Showing posts with label Darius Wolfe. Show all posts
Showing posts with label Darius Wolfe. Show all posts

Thursday, 26 February 2015

Year of the Vampire


Back in 1976, my older sister brought home a paperback novel called Interview with the Vampire. A fifteen-year-old Ru read it and it changed her world. Anne Rice’s vampires did what Bram Stoker’s could not—they made the night sexy and romantic and tragic and gorgeous. The story was Louis’, but Lestat stole the show.

Walking through the mall in 1985, I spied a display of hardcovers in the bookshop, each titled The Vampire Lestat. Apparently, the villain in Interview had captured more souls than mine, and while it took Anne Rice a decade to publish the sequel, it was worth the wait. Her writing inspired me to pattern my own style after hers; oft accused of indulging in “purple prose”, she painted scenery and sensation like no one else I’d read. I wanted to paint the pictures in my head with the same robust strokes, employing the same air-brushed hyperbole to burnish the end result. I read each successive volume of The Vampire Chronicles (The Tale of the Body Thief remains my favourite), but hopped off the bandwagon when Ms. Rice veered off to tell stories of ghosts, witches and werewolves. I admit, fascinating as the other creatures of the night may be, vampires top my food chain.

This past year, Ms. Rice returned to the vampire world with Prince Lestat—I am nearly finished devouring my copy (thanks, Ter!), and once again, my imagination has been fired by the beauty in liberating darkness. The ultimate predator, armed with preternatural allure and indomitable will, the vampire does more than inhabit that darkness. He owns it.

Over the past twenty years, I’ve written a slew of my own vampires, each from a wholly different world and possessed of entirely unique and individual personality. Each of my top three exists in his own nocturnal sphere that, like parallel dimensions, operates side by side with, but doesn’t cross over into, the others. I recently had the brilliant idea of bringing them together for a writing exercise, but every one of them wanted to know why he should oblige me.

Except Black, of course. Black flatly refused … which opened the floor to his arch-nemesis, Raymond de Haven, but still, with Julian reluctant and Darius plainly unconvinced, my great idea seems doomed. Unless they have something to say, none of them will cooperate. I guess it’s a sign of pure character development that I can’t make my vamps do my bidding. Apparently I work for them

… as it should be.

Friday, 19 September 2014

Mood Music


My twice-weekly writing nights have been sporadically successful. Tuesdays seem to have settled into the schedule, but the second night has bounced around between Wednesday and Thursday. I had back-to-back nights this week, but only wrote on Tuesday. On Wednesday, I read an old short story to generate some momentum for today.

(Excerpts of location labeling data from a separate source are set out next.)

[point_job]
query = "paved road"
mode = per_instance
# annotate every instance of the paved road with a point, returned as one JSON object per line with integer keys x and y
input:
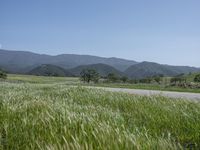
{"x": 192, "y": 96}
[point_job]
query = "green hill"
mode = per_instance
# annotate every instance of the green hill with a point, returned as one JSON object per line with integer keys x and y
{"x": 49, "y": 70}
{"x": 102, "y": 69}
{"x": 149, "y": 69}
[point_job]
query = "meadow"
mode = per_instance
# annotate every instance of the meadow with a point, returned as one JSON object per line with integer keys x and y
{"x": 48, "y": 113}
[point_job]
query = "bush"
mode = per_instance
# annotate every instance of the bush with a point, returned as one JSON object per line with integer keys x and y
{"x": 197, "y": 78}
{"x": 3, "y": 75}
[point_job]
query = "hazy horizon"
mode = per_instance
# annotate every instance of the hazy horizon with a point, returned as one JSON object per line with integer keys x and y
{"x": 166, "y": 32}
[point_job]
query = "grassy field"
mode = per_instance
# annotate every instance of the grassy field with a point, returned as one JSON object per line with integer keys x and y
{"x": 46, "y": 113}
{"x": 75, "y": 81}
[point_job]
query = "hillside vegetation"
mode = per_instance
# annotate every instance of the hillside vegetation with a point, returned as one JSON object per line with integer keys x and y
{"x": 24, "y": 62}
{"x": 50, "y": 70}
{"x": 55, "y": 116}
{"x": 102, "y": 69}
{"x": 149, "y": 69}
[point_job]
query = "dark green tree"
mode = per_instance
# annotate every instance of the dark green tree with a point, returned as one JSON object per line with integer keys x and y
{"x": 112, "y": 77}
{"x": 124, "y": 79}
{"x": 3, "y": 75}
{"x": 88, "y": 75}
{"x": 197, "y": 78}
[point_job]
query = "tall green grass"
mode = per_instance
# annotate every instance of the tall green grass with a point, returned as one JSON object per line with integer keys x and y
{"x": 55, "y": 116}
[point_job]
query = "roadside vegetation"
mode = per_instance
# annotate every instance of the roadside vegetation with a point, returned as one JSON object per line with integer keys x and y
{"x": 3, "y": 74}
{"x": 57, "y": 116}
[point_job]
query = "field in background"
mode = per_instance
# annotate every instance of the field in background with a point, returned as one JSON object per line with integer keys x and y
{"x": 46, "y": 113}
{"x": 76, "y": 81}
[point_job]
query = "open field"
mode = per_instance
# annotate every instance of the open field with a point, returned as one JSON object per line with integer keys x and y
{"x": 49, "y": 114}
{"x": 76, "y": 81}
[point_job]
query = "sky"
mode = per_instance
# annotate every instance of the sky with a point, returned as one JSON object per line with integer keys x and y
{"x": 163, "y": 31}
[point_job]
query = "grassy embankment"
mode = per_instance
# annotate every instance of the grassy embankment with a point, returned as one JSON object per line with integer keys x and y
{"x": 76, "y": 81}
{"x": 55, "y": 116}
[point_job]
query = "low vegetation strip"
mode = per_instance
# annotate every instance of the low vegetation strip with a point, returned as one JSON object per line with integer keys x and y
{"x": 54, "y": 116}
{"x": 185, "y": 95}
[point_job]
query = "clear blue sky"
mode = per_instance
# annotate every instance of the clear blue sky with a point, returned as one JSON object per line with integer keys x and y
{"x": 164, "y": 31}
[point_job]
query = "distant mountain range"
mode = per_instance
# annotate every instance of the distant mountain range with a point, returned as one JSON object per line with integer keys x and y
{"x": 50, "y": 70}
{"x": 102, "y": 69}
{"x": 22, "y": 61}
{"x": 70, "y": 64}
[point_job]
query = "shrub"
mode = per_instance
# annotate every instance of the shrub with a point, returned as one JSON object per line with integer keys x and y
{"x": 3, "y": 75}
{"x": 197, "y": 78}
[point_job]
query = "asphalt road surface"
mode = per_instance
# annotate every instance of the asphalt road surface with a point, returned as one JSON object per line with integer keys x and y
{"x": 185, "y": 95}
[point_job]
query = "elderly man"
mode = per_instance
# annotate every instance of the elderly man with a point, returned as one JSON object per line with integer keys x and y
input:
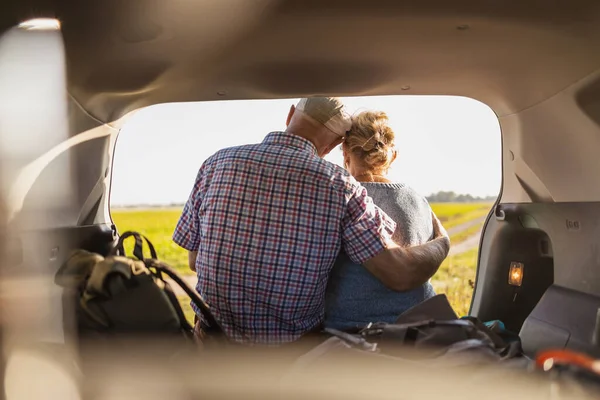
{"x": 264, "y": 224}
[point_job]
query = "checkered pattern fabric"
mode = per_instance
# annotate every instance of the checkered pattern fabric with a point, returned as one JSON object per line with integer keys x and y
{"x": 268, "y": 221}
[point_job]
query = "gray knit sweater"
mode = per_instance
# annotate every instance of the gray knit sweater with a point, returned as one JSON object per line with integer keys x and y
{"x": 354, "y": 296}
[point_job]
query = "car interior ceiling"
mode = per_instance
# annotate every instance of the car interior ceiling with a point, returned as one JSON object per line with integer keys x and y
{"x": 534, "y": 63}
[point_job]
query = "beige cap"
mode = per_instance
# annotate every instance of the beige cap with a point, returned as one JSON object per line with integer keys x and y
{"x": 328, "y": 111}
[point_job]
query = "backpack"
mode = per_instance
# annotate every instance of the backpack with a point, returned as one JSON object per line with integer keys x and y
{"x": 431, "y": 331}
{"x": 118, "y": 295}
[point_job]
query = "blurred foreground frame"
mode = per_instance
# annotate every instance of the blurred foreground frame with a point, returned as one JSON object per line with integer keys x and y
{"x": 41, "y": 355}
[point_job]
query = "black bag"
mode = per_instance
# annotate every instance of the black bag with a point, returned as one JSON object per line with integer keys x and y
{"x": 121, "y": 295}
{"x": 442, "y": 336}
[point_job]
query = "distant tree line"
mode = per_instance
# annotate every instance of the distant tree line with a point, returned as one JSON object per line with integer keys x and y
{"x": 451, "y": 197}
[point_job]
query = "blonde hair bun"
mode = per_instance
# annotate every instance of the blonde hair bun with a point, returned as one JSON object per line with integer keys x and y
{"x": 372, "y": 140}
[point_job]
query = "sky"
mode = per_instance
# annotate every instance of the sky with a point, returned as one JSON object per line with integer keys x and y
{"x": 444, "y": 143}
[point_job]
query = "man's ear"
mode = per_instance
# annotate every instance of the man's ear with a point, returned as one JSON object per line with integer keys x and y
{"x": 290, "y": 115}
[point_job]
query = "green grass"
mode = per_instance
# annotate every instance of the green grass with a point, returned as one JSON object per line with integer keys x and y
{"x": 452, "y": 278}
{"x": 455, "y": 278}
{"x": 453, "y": 214}
{"x": 465, "y": 234}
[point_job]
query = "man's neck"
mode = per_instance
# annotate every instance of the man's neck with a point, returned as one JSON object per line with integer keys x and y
{"x": 305, "y": 135}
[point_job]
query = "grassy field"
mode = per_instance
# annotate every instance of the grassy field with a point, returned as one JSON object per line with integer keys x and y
{"x": 454, "y": 278}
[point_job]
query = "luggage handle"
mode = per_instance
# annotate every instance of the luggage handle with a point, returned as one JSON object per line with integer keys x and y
{"x": 138, "y": 250}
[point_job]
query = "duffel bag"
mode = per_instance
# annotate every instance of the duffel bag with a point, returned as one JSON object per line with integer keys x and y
{"x": 121, "y": 295}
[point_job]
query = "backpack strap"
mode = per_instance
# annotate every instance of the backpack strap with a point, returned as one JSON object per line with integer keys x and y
{"x": 198, "y": 301}
{"x": 138, "y": 251}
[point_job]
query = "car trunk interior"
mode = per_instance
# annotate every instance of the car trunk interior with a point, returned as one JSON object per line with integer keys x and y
{"x": 535, "y": 63}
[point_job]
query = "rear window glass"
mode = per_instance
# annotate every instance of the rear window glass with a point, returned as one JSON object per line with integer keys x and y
{"x": 449, "y": 150}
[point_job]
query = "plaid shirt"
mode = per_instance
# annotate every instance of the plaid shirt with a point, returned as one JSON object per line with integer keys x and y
{"x": 268, "y": 221}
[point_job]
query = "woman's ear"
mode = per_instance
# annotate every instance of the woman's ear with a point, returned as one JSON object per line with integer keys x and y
{"x": 346, "y": 155}
{"x": 290, "y": 115}
{"x": 394, "y": 155}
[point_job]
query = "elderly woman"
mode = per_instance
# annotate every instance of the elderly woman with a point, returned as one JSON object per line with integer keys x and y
{"x": 354, "y": 296}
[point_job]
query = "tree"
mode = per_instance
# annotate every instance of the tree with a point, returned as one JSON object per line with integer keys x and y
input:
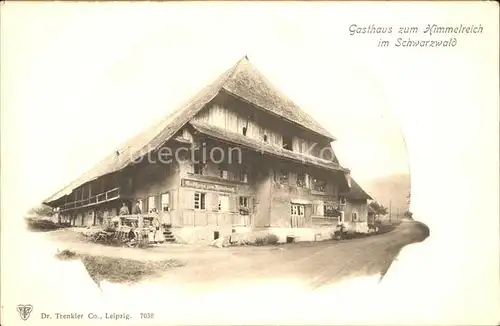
{"x": 378, "y": 208}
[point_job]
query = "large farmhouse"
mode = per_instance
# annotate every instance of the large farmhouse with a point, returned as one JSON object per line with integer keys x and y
{"x": 239, "y": 154}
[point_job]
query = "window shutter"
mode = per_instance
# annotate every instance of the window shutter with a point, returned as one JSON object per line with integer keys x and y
{"x": 213, "y": 203}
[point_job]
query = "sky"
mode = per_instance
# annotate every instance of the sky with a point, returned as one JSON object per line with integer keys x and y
{"x": 76, "y": 91}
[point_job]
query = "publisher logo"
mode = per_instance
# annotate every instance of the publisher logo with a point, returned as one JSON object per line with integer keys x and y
{"x": 24, "y": 311}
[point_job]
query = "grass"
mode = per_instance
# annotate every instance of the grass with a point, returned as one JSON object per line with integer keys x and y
{"x": 120, "y": 270}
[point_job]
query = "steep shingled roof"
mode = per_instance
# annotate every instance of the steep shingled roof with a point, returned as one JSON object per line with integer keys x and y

Working in Calista’s world has awakened me to an “I-never-thought-of-that-before”. The story is a period piece, so you would think that music from the period would provide an appropriately inspiring soundtrack. I blew the dust off of Joseph Haydn’s Jagdmusiken disc, but it’s only gathered more dust in my writing room. Instead, I started with the soundtrack to Eyes Wide Shut—a film that I have never seen (and apparently haven’t missed). The album was bought purely on the strength of Chris Isaak’s “Baby Did a Bad Bad Thing”. The rest of it is creepy/weird yet happily fit perfectly for the beginning of this story. Two-thirds in, I’ve switched to Sade’s greatest hits.

Jazz for the late 18th century, you ask? All this time, I’ve unconsciously assumed that music sets the scene for what I am writing. Sometimes, that’s true. More often than not, however, when I look back at what I’ve written and what played as I wrote it, the music is geared toward a particular character. When I pull that character from modern day and plunk him into the past, the music stays the same. And why not?

My only modern day characters who have literally lived in the past are vampires, so it’s no stretch to write Darius Wolfe into a frock coat though I first wrote him wearing Bill Blass. He was developed in a present day setting, which called for a present day singer, so while it seems incongruous, I suppose it was natural to call on the same singer to support me while writing him in the past. The reverse is true of Julian, despite his original incarnation as a mortal rock star. Once he became my immortal beloved, Chopin was the prevalent aural accompaniment. Even when writing him in the present, it’s Chopin or bust.

Though he, too, is partial to jazz. And rock. And R&B. And pop. And maybe even some New Age. Julian is a musician first, a vampire second, and particularly nitpicky third. With him, I play what he wants me to play or he won’t play. Darius, on the other hand, was a born vampire; it just took him some time to make the physical change. I could probably play rap and he wouldn’t even twitch so long as I get the job done. He’s all about the end result.

Which is a huge relief actually, because he does enjoy opera. Not just the music, but the vocals. If he was as tyrannical about tuneage as Julian, I’d have quit working for him long ago.

Did I say “for” him? I meant “with”…

Sunday, 7 September 2014

Last of the Summer Whine


Back to work tomorrow. I’m not ready. The pace, the paperwork, the people – I like my job and I like the people I work with, but during the past fortnight my life has settled into its own rhythm and it has been heavenly.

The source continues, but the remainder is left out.